No I'm not grateful that we are both healthy and I dont care if that makes me sound like spoilt little bitch who doesnt care as there are many women who don't have healthy babies but I'm sorry it was MY experience and what happened to me is what I care about.
I spent months in tears feeling guilty, wrong and inferior and it took me a very very long time to come to terms with the fact the baby I was handed at some point after they dragged hi out was mine - he could be anyones after all I had no experience of him coming into this world.
On top of that I had thought run through my mind where I wanted to throw him at a wall when I was trying to BF as it hurt do much (tongue tied baby and bleeding nipples) and I'm so ashamed still of those thoughts and how I didnt manage to just bloody get over it and do what my baby needed.
If at the end of the day all that mattered was that he and I were safe and healthy would I have felt all of that and still sit here in tears more than a year later?

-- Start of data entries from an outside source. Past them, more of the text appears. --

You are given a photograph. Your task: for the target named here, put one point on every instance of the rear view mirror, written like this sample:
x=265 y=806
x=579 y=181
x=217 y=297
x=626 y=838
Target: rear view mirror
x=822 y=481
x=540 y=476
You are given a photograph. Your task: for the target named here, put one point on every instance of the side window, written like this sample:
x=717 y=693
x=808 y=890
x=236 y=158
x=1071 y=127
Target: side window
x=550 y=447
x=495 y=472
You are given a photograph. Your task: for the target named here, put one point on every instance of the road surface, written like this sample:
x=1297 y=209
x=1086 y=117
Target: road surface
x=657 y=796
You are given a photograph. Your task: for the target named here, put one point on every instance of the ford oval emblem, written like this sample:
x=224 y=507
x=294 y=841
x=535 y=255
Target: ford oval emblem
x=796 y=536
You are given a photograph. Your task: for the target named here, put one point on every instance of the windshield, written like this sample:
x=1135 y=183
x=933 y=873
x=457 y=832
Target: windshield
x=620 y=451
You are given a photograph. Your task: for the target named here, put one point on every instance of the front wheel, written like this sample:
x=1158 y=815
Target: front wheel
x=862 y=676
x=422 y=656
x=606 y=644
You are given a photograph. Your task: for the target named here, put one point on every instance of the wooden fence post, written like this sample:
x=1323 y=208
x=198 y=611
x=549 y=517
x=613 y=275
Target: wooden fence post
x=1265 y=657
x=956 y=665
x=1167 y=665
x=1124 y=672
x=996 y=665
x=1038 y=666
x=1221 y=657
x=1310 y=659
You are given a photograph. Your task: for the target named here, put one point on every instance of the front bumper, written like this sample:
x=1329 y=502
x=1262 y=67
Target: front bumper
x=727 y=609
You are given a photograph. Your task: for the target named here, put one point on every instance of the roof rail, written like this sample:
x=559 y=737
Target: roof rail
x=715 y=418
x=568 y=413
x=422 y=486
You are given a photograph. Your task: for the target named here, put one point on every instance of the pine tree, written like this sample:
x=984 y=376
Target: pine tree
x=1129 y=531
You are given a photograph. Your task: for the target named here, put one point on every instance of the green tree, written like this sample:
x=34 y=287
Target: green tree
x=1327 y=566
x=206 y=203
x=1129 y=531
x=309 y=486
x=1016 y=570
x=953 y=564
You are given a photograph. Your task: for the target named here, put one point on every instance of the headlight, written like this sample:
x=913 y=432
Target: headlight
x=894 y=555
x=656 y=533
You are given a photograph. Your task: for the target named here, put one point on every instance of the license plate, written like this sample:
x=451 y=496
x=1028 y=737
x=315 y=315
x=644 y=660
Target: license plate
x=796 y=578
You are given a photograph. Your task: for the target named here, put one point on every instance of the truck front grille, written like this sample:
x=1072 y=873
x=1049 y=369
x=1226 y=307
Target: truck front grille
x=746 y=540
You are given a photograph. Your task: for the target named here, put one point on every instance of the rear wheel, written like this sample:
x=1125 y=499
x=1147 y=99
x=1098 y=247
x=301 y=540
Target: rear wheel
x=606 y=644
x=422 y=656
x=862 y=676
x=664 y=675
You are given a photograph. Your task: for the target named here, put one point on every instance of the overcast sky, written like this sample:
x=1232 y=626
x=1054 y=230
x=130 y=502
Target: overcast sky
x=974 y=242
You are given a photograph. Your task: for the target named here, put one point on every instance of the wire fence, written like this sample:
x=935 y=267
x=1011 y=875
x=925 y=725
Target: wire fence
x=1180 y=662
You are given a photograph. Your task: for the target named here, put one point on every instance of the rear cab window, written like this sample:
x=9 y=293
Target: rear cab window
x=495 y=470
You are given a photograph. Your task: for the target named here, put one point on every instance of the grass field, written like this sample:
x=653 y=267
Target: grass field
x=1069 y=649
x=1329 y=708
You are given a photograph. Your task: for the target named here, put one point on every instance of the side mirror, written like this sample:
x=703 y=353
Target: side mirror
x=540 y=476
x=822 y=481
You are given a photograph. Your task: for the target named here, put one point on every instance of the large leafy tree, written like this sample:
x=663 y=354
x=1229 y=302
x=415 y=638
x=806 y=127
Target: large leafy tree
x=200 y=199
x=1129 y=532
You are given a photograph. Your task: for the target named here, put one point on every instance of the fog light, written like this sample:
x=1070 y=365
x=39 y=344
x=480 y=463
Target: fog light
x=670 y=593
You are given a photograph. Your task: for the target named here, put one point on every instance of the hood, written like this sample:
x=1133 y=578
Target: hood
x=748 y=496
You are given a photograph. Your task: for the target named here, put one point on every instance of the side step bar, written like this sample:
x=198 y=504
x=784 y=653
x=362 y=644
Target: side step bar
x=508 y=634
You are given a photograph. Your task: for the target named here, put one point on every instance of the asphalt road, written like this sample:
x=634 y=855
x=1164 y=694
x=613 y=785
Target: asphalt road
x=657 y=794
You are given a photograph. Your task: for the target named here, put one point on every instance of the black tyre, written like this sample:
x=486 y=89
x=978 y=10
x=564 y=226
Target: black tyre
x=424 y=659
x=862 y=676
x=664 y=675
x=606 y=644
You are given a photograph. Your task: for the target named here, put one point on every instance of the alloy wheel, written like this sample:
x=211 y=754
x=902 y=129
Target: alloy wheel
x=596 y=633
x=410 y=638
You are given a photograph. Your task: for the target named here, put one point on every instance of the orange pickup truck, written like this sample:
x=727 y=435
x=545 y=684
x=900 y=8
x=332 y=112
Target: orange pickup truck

I resent my EMCS I hate it still (do you have any idea how horrible it is to say you hate how your child came into this world and hate thinking about it?), I didnt give birth the CS didnt save my life or my babies. I can't stand how 'birth' wasnt something to remember I have tried very hard with counselling to put it away in a box and forget about it but I cant. So I care how my baby made it into this world.
</rant>
Sorry sometimes it all comes welling up and I'm ill and all hormonal and I have to go through it all gain soon and I'm scared.